The Tasmanian Aboriginal Centre also claims Tasmanian Aboriginal people do not have access to 24-hour legal advice when detained, despite the measure being recommended by the royal commission into Aboriginal deaths in custody.
The TAC provided an after-hours legal service for 42 years until it lost its contract in 2015, which the Attorney-General awarded to the Victorian Aboriginal Legal Service following concerns at accessibility to the TAC service.
VALS established the Tasmanian Aboriginal Community Legal Service, but after-hours calls are directed to Victoria where legal advice cannot be provided.

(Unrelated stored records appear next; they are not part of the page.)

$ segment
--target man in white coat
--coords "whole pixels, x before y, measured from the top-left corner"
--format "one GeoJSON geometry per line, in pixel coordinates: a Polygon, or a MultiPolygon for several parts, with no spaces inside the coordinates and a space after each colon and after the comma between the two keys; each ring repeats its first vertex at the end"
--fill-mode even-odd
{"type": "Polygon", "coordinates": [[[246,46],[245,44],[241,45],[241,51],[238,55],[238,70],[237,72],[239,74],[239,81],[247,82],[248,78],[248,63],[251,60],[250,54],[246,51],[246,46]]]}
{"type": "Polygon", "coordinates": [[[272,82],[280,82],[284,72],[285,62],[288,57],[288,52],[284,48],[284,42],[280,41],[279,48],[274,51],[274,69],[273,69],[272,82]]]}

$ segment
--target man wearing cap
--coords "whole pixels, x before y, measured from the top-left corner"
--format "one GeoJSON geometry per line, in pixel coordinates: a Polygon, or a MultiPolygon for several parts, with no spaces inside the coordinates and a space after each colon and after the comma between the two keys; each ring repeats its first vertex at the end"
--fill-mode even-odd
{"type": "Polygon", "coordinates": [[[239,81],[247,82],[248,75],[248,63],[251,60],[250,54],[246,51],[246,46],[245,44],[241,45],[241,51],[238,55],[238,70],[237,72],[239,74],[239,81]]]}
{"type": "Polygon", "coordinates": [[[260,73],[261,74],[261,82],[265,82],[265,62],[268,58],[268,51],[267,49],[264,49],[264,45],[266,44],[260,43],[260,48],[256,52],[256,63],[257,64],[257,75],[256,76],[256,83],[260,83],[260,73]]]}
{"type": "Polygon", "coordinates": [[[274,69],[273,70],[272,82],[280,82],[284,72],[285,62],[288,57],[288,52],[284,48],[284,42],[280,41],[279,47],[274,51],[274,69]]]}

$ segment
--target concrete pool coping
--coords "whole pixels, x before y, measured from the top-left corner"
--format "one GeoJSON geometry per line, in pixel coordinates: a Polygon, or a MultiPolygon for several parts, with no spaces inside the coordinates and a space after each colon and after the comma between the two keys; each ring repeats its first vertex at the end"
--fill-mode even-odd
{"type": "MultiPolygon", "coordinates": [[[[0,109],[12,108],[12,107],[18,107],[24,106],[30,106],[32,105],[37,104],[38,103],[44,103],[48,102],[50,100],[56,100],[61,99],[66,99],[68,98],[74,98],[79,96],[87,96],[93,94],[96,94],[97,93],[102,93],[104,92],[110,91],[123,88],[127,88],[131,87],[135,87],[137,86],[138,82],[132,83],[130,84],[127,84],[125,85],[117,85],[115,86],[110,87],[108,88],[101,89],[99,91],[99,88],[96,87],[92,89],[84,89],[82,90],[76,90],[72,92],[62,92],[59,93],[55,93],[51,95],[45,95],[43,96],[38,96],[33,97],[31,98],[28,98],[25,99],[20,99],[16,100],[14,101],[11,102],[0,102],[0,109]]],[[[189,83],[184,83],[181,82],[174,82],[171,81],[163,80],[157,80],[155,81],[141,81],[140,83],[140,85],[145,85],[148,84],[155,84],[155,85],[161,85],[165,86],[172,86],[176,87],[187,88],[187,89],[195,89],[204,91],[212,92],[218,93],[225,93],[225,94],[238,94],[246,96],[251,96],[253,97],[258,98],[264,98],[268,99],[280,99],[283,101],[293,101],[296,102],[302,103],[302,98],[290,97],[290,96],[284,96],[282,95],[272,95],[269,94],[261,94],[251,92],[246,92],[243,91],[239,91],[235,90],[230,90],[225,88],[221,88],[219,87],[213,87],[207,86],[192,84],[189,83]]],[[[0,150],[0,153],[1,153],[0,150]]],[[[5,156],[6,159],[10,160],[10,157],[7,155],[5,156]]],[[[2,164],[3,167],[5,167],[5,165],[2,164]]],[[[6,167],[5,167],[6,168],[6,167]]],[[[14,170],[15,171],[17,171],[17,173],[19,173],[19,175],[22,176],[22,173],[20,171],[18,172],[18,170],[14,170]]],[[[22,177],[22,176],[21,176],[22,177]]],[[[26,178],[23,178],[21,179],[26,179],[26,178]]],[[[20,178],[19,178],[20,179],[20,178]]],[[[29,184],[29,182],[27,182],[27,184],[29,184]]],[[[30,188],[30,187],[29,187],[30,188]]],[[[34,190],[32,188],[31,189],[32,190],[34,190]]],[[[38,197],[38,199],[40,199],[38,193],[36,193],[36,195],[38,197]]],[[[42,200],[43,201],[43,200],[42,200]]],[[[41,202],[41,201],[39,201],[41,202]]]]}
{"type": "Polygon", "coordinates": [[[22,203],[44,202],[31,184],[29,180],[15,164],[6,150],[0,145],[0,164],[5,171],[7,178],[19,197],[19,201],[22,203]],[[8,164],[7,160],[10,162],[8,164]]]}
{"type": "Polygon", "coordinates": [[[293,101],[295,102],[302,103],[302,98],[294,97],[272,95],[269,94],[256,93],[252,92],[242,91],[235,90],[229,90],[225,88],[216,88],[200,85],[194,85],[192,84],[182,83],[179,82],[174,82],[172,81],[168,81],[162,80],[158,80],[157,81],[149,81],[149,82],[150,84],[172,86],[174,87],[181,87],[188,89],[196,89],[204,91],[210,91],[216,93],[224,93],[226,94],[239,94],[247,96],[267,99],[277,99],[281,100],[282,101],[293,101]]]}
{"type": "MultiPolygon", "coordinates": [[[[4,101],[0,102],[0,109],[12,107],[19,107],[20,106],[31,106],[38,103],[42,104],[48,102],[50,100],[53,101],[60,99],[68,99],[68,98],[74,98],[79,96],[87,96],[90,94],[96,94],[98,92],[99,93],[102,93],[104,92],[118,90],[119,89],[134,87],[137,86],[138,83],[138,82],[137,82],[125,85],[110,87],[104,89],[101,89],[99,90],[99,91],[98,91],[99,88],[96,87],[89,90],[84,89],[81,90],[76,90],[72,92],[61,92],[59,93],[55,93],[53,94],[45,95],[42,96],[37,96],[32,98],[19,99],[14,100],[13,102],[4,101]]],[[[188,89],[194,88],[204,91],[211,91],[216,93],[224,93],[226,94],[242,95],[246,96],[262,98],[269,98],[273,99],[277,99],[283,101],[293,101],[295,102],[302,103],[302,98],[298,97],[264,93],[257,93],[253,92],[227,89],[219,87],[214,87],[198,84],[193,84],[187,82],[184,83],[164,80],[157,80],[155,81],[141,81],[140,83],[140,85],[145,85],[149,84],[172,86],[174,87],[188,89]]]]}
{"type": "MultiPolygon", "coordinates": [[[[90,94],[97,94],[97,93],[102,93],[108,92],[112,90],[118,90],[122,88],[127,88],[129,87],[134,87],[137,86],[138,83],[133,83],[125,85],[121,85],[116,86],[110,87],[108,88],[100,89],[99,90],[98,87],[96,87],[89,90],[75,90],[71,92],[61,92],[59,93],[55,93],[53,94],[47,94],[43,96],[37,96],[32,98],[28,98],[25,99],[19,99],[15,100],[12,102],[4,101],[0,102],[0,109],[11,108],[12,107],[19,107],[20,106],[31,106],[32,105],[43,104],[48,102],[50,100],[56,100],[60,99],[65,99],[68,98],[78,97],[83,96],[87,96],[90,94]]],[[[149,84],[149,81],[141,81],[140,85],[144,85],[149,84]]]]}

TAC chief operations officer Raylene Foster said this gap in legal representation had resulted in more instances of Aboriginal people being wrongfully detained in Tasmania without immediate access to their rights.
“These issues are occurring constantly,” she said.
“The TAC would always have someone on call, but that’s not happening anymore.
“If a 13-year-old girl was taken into the lock-up, it's hard to see how all of the correct steps were followed.
“This goes to show that the system is not working.”
Tasmania Police picked up the girl from her cousin’s house about 7pm on Wednesday under the wrongful belief she had breached bail curfew conditions. She was strip-searched including her underwear – actions Tasmania Police said were standard “legislative and procedural protocols” .
Her aunt said the girl was intimidated and “wasn’t treated appropriately”.
In a statement, TACLS itself was critical of the actions of Tasmania Police in relation to the girl and another incident last week when two Aboriginal youths were detained for two days without access to the courts.
TACLS said it demonstrated “the need for improved treatment of Aboriginal people by Tasmania Police”, and defended the legal support it can provide.
“All custody notifications are forwarded to the to TACLS who are best placed to assess client need and ensure they have appropriate legal representation,” the statement reads.
TACLS gave legal advice to one of the detained youths a day before fronting court and contacted Legal Aid for the other. The 13-year-old girl later received advice from private counsel.
According to the latest data from 2016, Aboriginal youths were more than twice as likely to be in police detention than non-Aboriginal youths and three-times more likely to be on community-based supervision orders.
Attorney-General Christian Porter said he had no issues with the delivery of legal services by TACLS.
“It is a fully locally staffed service and is delivering positive justice outcomes for its clients,” he said.